Local

Paranoid schizophrenic found guilty of Terrytown murders

SUMTER COUNTY, Fla.,None — A jury found a paranoid schizophrenic guilty of a Sumter County double murder on Wednesday.

Bill Marquardt's reaction to the jury's decision was that he wanted to be executed.

Marquardt was pulled from a Wisconsin mental hospital to stand trial for the murders of two women in a Terrytown cottage. Many were surprised that Marquardt was allowed to defend  himself in the case.

Marquardt said he wanted to decide his own punishment.

"I prefer the death penalty your honor," Marquardt said in court.

The Sumter County jury deliberated for two hours before finding Marquardt guilty of the murders of Margarita Ruiz and Esperanza Wells 11 years ago.

"Can they rest in peace now?" WFTV reporter Berndt Petersen asked the victim's daughter-in-law Pam Ruiz.

"Yes," she replied.

Acting as his own attorney during the seven-day trial, the defendant presented his closing arguments in just 17 minutes and included a story about mom's blueberry pie.

"She takes it out of the oven.

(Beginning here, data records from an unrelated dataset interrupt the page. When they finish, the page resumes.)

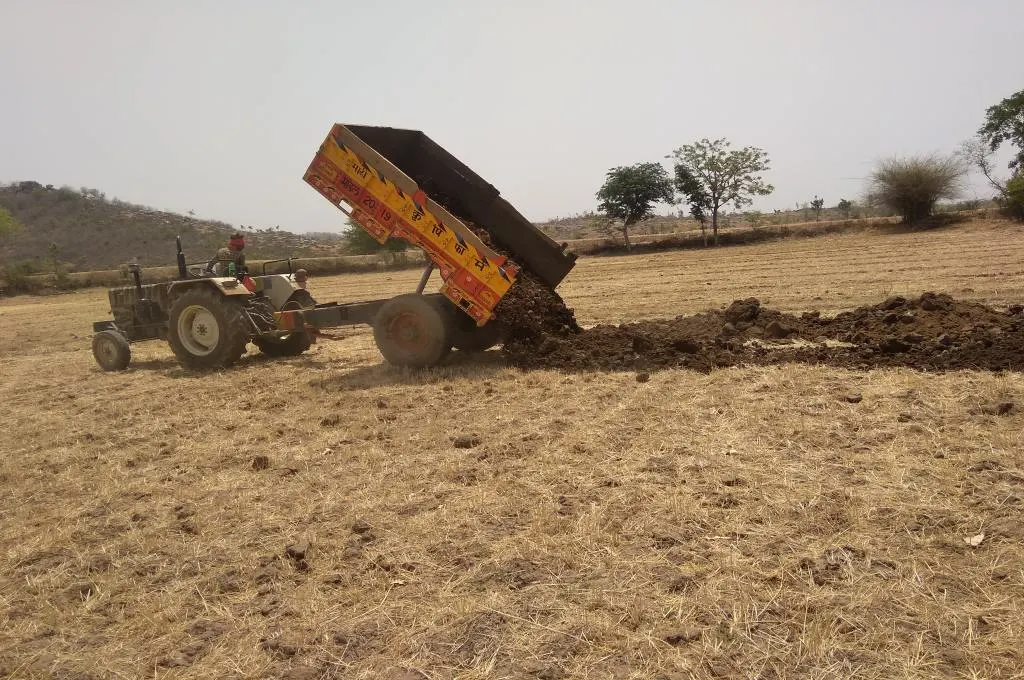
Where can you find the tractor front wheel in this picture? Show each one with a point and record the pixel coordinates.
(111, 350)
(411, 331)
(208, 330)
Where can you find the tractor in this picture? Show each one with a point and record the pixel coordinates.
(207, 320)
(393, 183)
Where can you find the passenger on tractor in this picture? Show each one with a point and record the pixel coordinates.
(231, 260)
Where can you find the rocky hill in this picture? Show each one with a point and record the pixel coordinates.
(84, 230)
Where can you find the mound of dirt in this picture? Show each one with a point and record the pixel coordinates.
(933, 332)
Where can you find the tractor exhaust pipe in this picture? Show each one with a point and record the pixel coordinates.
(182, 271)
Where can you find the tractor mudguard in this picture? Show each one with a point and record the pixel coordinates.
(226, 285)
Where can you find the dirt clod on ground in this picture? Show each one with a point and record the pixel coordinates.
(933, 332)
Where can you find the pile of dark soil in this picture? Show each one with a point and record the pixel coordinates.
(933, 332)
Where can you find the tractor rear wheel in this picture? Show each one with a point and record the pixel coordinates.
(411, 331)
(292, 344)
(208, 330)
(111, 350)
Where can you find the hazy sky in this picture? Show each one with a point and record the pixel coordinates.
(218, 107)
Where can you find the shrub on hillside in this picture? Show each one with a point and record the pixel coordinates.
(911, 186)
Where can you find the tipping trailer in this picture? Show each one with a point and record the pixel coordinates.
(398, 183)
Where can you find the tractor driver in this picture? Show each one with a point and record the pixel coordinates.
(231, 260)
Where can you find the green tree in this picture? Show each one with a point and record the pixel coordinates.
(358, 242)
(694, 195)
(629, 194)
(726, 175)
(816, 205)
(1005, 123)
(8, 225)
(978, 153)
(911, 186)
(1014, 197)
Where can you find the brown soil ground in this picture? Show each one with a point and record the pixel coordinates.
(330, 516)
(930, 332)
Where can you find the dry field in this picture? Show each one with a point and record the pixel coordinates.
(313, 517)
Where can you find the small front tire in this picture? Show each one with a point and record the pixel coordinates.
(111, 350)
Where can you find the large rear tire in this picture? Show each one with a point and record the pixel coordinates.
(208, 330)
(292, 344)
(411, 331)
(111, 350)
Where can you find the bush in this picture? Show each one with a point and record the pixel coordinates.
(911, 186)
(15, 278)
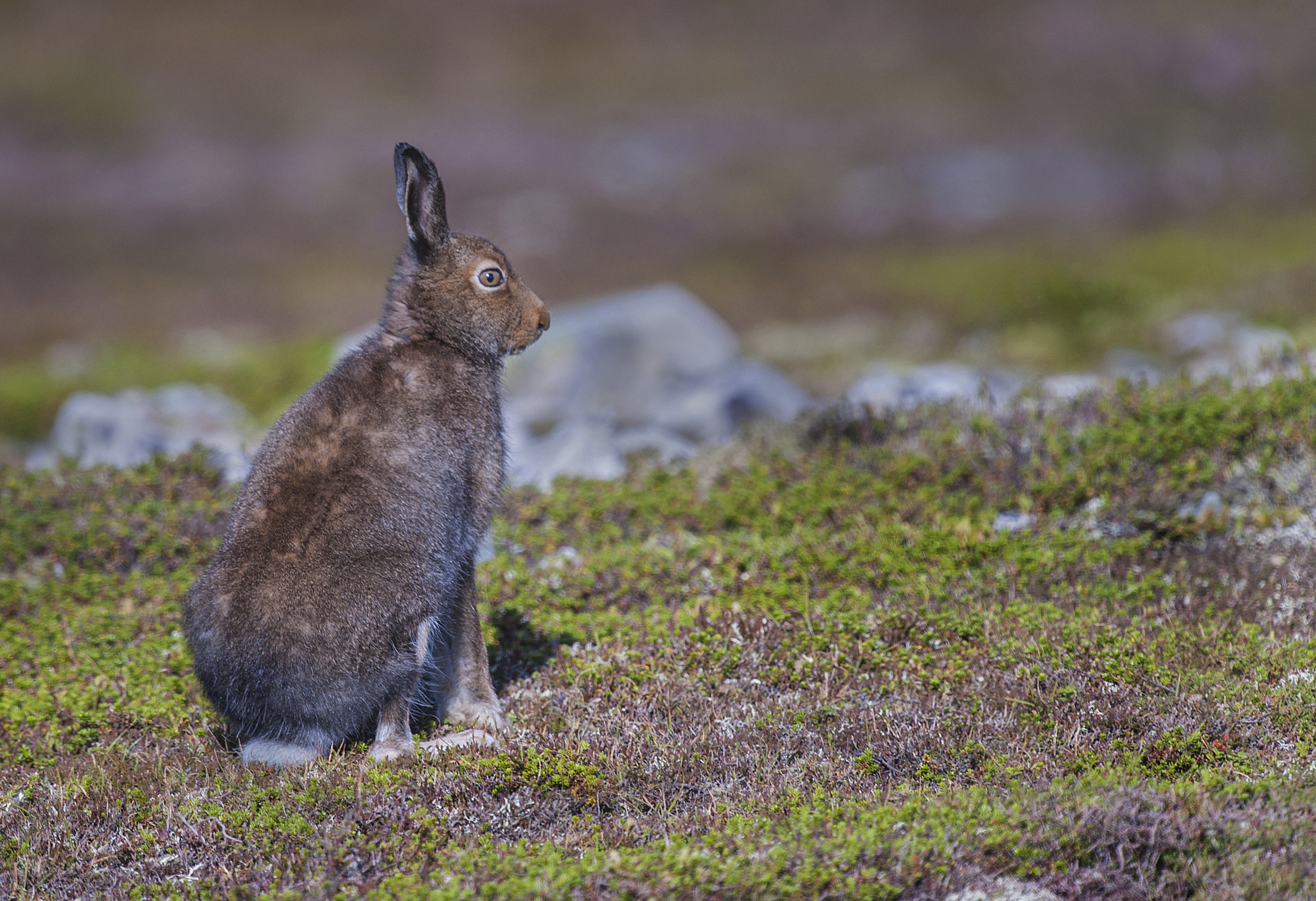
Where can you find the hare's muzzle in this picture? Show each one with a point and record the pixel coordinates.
(535, 321)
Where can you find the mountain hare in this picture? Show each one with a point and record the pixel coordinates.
(344, 595)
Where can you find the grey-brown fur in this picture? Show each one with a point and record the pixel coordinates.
(342, 598)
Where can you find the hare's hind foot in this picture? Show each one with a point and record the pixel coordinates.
(391, 750)
(479, 716)
(465, 738)
(278, 754)
(393, 737)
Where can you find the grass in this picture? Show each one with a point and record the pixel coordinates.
(265, 378)
(808, 667)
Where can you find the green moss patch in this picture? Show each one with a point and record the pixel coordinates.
(823, 671)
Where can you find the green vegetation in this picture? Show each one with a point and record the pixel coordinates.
(820, 671)
(265, 378)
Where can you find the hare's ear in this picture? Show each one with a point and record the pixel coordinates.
(420, 195)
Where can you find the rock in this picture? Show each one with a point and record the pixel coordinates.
(1004, 888)
(649, 369)
(1199, 332)
(1210, 507)
(1067, 386)
(128, 428)
(1254, 346)
(1125, 363)
(574, 447)
(885, 387)
(1011, 521)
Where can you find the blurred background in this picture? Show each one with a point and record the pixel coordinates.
(206, 191)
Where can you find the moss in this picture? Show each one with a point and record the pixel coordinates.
(263, 378)
(823, 672)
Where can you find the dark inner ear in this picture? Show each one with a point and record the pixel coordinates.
(420, 195)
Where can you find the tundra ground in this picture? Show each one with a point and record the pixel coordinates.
(812, 665)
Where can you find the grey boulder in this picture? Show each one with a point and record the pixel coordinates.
(652, 369)
(128, 428)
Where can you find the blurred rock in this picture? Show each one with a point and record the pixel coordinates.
(1209, 507)
(1198, 332)
(1004, 888)
(885, 387)
(130, 427)
(644, 370)
(1011, 521)
(1222, 345)
(1067, 386)
(1125, 363)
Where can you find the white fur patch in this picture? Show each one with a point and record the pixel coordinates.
(277, 754)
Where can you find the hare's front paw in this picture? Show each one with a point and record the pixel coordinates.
(465, 738)
(393, 747)
(487, 717)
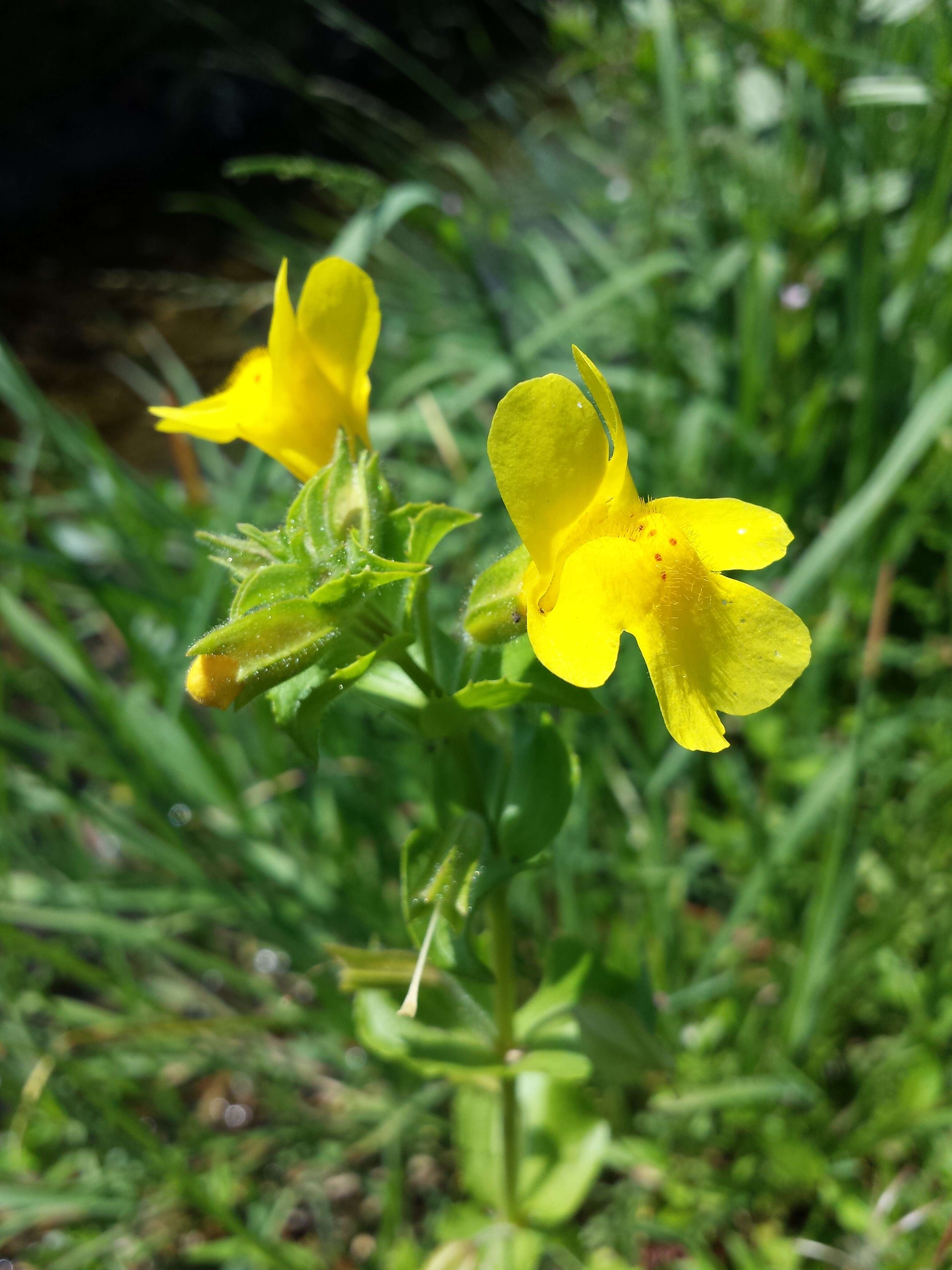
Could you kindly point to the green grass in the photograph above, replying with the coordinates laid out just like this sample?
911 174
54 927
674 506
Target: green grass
171 877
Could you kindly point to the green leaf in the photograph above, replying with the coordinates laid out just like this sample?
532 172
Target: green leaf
539 792
423 526
494 609
561 1065
553 1000
378 968
619 1040
520 665
561 1147
299 704
458 1053
492 695
434 869
743 1093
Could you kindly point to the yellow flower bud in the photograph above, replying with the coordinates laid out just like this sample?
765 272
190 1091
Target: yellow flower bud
212 680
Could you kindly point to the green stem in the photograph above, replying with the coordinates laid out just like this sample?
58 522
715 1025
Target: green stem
424 628
504 969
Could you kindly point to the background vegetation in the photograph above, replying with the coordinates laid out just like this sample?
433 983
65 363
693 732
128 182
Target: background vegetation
742 214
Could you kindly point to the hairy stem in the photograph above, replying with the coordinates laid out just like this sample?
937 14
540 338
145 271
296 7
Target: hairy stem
504 969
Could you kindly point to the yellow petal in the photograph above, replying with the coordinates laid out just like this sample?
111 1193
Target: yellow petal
243 404
617 479
308 411
710 643
728 534
549 454
339 318
212 680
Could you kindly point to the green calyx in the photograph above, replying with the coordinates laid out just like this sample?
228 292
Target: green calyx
328 592
494 611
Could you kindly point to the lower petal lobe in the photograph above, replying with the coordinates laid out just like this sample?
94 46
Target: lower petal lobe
710 643
728 534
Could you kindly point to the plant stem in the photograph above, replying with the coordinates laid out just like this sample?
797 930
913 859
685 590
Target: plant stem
504 969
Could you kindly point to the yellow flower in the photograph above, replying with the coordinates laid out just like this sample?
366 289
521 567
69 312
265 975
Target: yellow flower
291 398
606 562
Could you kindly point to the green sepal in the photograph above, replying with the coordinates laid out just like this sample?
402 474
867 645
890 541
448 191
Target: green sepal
494 610
270 540
270 585
285 637
356 496
242 557
421 528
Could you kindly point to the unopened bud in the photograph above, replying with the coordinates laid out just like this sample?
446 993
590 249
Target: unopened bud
212 680
495 611
356 496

You can smell it.  It smells so good!" Marquardt said.

It was the defendant's way of explaining circumstantial evidence. He insisted the state had little else.

"There are no ifs, ands or buts about it," Marquardt said.

Prosecutors said in March of 2000, Marquardt drove through Florida, stopped at the Tarrytown cottage, and shot and stabbed Ruiz and Wells to death.

Experts testified that blood on Marquardt's' knife, clothes, sneakers and in his car included the DNA of Ruiz, Wells and the killer.

But Marquardt insisted the real murderer was hired by fellow drug dealers in Wisconsin to frame him.

"And the state is trying to make the DNA fit when it does not," Marquardt said.

But the jury decided it did fit.

While still wearing the smile he had on his face throughout the trial, Marquardt wept as relatives of his victims reached out to Marquardt's father and sister.

The jury was never told that Marquardt was also accused, but acquitted, of killing his mother in Wisconsin two days before the murders in Tarrytown.

Judge William Hallman will decide whether Marquardt gets life in prison or death in December.